2025, Oct 15 18:00
VS Code Markdown preview blocking HTTP images from a local Flask server: why it happens and how to fix
Learn why VS Code's Markdown preview blocks HTTP images from a local Flask server and how to fix it by allowing insecure content or serving assets over HTTPS.
Previewing Markdown in VS Code and suddenly seeing broken images from your local Flask server is a head-scratcher, especially when the same URLs open fine in the browser. The mismatch comes from how the Markdown preview sandbox treats external resources.
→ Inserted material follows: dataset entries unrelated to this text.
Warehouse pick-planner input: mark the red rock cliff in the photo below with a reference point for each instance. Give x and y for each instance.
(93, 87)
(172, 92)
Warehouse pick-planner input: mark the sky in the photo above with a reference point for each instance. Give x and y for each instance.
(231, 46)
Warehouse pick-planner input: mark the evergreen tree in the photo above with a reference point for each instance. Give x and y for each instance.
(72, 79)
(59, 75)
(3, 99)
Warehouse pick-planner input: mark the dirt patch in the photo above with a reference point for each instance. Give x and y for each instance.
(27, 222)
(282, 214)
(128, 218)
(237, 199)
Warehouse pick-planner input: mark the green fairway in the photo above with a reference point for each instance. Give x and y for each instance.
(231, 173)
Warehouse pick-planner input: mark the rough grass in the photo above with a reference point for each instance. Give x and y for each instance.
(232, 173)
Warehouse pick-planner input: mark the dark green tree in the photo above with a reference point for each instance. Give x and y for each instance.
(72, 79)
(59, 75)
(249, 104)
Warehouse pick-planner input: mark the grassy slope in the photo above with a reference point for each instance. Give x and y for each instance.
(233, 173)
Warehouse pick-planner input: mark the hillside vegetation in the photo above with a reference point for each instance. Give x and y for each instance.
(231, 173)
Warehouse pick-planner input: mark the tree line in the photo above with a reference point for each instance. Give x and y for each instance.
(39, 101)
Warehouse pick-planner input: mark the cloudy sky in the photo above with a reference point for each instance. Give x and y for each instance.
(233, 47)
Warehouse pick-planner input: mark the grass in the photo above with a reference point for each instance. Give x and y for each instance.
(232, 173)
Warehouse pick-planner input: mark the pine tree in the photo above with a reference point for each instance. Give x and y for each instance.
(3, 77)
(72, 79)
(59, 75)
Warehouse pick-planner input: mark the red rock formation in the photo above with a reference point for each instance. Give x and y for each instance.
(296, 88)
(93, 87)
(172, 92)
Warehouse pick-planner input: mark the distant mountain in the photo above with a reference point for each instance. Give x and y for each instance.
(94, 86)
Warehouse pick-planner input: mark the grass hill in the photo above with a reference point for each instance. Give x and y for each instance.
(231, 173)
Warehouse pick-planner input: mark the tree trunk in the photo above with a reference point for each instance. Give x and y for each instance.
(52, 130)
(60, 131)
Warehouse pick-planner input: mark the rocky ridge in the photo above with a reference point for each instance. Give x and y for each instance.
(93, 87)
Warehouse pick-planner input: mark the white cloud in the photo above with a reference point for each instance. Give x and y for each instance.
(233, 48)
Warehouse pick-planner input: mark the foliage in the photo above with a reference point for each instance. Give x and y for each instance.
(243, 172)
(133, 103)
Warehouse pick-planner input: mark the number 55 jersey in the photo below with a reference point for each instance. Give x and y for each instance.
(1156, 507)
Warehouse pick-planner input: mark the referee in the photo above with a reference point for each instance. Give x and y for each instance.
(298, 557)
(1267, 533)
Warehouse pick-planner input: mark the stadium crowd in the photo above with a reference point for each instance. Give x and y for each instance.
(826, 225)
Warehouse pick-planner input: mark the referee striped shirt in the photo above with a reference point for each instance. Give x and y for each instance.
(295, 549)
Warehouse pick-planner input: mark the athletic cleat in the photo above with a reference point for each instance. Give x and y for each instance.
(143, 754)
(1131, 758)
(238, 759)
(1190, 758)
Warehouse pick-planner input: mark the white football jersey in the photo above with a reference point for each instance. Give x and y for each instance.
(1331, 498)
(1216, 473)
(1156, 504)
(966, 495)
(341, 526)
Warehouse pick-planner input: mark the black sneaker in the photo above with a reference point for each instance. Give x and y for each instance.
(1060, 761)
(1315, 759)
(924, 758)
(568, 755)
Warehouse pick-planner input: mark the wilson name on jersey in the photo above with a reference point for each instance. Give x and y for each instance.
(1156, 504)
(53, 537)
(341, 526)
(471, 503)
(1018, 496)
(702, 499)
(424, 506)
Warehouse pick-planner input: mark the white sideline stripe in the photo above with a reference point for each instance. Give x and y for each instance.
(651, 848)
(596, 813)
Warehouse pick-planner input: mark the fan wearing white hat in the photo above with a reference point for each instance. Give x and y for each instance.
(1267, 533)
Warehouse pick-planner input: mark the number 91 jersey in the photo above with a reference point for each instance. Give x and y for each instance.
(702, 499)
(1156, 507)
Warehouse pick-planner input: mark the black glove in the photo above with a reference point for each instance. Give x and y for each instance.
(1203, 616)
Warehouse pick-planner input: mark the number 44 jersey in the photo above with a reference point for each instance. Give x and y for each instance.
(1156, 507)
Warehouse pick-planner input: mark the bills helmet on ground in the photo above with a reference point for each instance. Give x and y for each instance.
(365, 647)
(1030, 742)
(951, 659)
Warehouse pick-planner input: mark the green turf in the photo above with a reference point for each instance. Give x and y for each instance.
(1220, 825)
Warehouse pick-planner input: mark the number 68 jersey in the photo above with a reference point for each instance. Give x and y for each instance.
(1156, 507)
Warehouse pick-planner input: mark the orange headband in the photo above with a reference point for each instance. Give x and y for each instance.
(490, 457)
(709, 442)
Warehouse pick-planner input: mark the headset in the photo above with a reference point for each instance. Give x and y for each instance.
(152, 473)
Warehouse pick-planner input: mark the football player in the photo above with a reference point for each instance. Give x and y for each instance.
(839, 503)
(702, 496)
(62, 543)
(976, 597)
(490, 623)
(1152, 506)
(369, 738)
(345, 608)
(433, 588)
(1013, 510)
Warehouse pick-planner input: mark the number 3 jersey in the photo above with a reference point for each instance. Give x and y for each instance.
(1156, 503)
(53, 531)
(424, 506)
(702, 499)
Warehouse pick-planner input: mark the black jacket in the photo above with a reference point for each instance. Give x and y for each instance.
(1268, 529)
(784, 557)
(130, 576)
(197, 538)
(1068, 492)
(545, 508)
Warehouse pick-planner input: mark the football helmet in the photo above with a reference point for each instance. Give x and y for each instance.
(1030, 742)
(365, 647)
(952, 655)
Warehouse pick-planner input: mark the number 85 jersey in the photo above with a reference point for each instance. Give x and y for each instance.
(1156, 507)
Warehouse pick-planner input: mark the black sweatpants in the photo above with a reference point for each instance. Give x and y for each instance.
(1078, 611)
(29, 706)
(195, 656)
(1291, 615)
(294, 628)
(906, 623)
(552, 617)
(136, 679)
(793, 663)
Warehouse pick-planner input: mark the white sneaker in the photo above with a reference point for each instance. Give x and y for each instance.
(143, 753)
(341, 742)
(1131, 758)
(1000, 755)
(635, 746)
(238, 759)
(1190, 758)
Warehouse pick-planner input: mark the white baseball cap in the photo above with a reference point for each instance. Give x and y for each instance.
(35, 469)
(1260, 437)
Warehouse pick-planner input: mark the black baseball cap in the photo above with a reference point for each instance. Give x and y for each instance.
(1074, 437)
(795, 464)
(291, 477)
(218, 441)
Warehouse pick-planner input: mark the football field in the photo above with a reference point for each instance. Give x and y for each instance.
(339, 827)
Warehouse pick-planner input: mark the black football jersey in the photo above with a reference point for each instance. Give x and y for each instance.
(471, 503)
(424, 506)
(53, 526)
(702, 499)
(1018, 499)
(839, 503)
Here’s a focused walkthrough of the failure mode, how to validate it, and what to change to make your images appear.
Minimal setup that reproduces the issue
The application serves SVG and PNG over plain HTTP. Images load directly in the browser, but VS Code’s Markdown preview does not display them when linked over http.
@app.route('/asset/<path:rel_path>')
def deliver_media(rel_path):
root_dir = <folder name>
full_path = os.path.join(root_dir, rel_path)
if not os.path.exists(full_path):
return abort(404)
if os.path.isfile(full_path):
if full_path.endswith(".svg"):
return send_file(full_path, mimetype='image/svg+xml')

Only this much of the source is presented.